“Liberato” dal ponteggio Palazzo Visconti
Dopo 14 mesi di lavori terminato il rifacimento del tetto andato distrutto con l’incendio di settembre 2007. Proseguono i lavori di messa in sicurezza degli affreschi del ‘700 emersi dopo le fiamme
Dopo 14 mesi di cantieri, via il ponteggio dalla facciata di Palazzo Visconti. Sono infatti terminati i lavori di messa in sicurezza del cantiere che ha portato le prime ristrutturazioni all’edificio più antico della città, colpito da un incendio il 28 settembre del 2007. L’ex sede della Pretura e del Comune, di cui ancora oggi non si conosce ancora la futura destinazione, è così stata sottoposta all’intenso lavoro di messa in sicurezza dell’edificio, tra muratori e restauratori (in seguito alla scoperta all’interno di affreschi, a seguito dell’incendio, di affreschi del ‘700). ”In questi mesi è stata completamente ripristinata la copertura e la soletta del tetto della parte centrale e di quella laterale danneggiate dalle fiamme e dal calore – spiegano dal Comune che ha seguito passo per passo i lavori -. Insomma i teli e la speciale copertura posizionata lo scorso inverno sono state rimosse perché a proteggere dalle intemperie gli affreschi e i gioielli archiettonici del palazzo è sufficiente il nuovo tetto”.

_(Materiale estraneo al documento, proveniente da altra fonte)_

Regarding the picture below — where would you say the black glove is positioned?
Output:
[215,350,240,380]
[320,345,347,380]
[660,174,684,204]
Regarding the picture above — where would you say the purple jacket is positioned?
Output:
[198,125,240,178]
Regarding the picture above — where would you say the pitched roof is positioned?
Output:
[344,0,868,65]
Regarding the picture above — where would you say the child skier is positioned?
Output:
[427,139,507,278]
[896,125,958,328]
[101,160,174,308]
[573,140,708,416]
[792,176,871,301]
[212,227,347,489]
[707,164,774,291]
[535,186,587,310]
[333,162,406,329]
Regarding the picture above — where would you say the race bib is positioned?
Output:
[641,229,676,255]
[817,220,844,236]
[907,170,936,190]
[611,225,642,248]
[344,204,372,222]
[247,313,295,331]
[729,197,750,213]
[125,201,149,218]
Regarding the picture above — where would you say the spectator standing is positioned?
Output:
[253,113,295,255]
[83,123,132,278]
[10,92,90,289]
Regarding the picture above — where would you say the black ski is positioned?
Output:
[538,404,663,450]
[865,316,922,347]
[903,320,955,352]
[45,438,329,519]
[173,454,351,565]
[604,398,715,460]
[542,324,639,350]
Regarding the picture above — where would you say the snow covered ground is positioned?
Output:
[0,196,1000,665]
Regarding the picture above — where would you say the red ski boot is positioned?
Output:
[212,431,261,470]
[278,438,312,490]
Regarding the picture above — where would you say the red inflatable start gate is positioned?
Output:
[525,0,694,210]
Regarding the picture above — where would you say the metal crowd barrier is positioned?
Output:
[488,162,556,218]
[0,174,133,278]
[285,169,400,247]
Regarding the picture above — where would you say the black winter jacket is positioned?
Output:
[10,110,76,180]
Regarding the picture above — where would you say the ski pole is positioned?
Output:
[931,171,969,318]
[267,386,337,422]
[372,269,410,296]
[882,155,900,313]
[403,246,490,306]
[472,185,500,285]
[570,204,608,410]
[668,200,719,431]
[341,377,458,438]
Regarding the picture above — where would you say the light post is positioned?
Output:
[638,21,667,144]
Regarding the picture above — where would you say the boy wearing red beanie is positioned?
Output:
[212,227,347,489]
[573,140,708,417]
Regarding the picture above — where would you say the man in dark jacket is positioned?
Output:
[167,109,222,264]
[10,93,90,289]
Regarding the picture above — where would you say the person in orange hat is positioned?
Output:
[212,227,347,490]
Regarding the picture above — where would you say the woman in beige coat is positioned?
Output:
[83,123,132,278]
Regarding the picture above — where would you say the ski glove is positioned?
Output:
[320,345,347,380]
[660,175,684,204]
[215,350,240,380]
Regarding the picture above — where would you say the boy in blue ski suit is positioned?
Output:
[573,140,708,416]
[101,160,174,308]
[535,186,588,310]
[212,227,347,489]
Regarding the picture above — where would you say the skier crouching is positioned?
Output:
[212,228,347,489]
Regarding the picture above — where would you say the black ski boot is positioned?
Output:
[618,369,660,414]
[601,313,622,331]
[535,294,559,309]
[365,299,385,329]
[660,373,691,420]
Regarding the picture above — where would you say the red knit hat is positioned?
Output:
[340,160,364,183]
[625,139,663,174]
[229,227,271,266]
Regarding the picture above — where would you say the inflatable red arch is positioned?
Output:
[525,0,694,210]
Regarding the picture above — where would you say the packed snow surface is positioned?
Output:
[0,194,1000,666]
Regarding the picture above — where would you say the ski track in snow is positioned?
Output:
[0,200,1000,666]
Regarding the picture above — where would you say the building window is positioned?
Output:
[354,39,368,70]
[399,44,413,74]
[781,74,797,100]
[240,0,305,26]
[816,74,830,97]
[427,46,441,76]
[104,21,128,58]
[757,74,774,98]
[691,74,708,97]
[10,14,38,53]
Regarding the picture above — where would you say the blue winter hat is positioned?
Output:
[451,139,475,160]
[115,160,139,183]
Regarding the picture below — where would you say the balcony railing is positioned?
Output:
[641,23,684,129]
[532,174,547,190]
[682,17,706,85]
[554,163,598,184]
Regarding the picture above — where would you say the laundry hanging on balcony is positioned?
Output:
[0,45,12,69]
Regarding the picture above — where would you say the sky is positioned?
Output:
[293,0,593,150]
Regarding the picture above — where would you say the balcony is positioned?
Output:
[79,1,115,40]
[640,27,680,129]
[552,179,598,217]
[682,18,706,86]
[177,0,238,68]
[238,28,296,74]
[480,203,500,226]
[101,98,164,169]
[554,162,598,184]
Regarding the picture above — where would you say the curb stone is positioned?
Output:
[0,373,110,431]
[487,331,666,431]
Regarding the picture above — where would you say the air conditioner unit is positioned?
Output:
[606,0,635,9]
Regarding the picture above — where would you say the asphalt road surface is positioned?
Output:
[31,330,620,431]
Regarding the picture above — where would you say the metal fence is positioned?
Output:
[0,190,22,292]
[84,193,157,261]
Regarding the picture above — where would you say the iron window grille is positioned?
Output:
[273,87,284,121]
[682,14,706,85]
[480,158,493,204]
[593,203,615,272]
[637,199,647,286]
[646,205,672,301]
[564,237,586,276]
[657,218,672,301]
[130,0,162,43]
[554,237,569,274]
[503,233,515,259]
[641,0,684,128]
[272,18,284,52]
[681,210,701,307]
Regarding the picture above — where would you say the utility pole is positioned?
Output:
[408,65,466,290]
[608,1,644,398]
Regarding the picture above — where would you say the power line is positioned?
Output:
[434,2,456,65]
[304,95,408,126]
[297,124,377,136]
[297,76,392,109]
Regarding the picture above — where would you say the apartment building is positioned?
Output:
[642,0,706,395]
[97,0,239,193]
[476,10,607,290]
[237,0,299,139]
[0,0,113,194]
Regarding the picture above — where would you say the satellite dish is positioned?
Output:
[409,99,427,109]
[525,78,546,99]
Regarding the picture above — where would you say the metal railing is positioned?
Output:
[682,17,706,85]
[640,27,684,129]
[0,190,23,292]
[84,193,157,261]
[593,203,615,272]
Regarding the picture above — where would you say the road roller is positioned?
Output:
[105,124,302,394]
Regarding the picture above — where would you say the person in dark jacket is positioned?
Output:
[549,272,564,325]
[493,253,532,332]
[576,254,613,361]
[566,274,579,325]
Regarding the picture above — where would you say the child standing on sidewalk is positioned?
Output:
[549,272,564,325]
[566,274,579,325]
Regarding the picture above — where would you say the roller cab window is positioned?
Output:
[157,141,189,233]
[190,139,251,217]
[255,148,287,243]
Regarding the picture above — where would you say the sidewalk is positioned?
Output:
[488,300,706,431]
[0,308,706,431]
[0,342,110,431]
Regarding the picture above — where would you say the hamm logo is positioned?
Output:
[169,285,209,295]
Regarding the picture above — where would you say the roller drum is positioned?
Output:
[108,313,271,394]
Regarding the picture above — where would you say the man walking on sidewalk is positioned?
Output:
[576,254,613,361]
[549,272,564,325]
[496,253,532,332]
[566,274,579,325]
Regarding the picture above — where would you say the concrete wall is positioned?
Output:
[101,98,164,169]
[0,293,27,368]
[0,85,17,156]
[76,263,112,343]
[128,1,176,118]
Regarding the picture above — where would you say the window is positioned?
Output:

Il ponteggio è stato quindi tolto, “liberando” la facciata. Ma all’interno prosegue il lavoro di restauro per alcune settimane. ”Si lavora ancora all’interno dell’edificio perché i responsabili del restauro stanno completamento un ulteriore dossier documentale sui nuovi affreschi. In passato erano state realizzate delle controsoffittature che hanno coperto affreschi e anche alcuni pregiati soffitti affrescati e a cassettone simili a quelli presenti in alcuni ville signorili del Saronnese”.
Questi primi interventi di rifacimento del tetto e messa in sicurezza degli affreschi sono stati spesi 800 mila euro. Ma non basta, servono circa 10 milioni di euro per il recupero totale di Palazzo Visconti, come sottolineato più volte dall’amministrazione comunale guidata da Gilli, che non ha potuto accedere ai nuovi mutui per completare l’opera. L’idea sembra rimanere quella, una volta effettuati i lavori con gli anni, di trasferirvi nuovamente gli uffici comunali, ma non vi è ancora nulla di definitivo.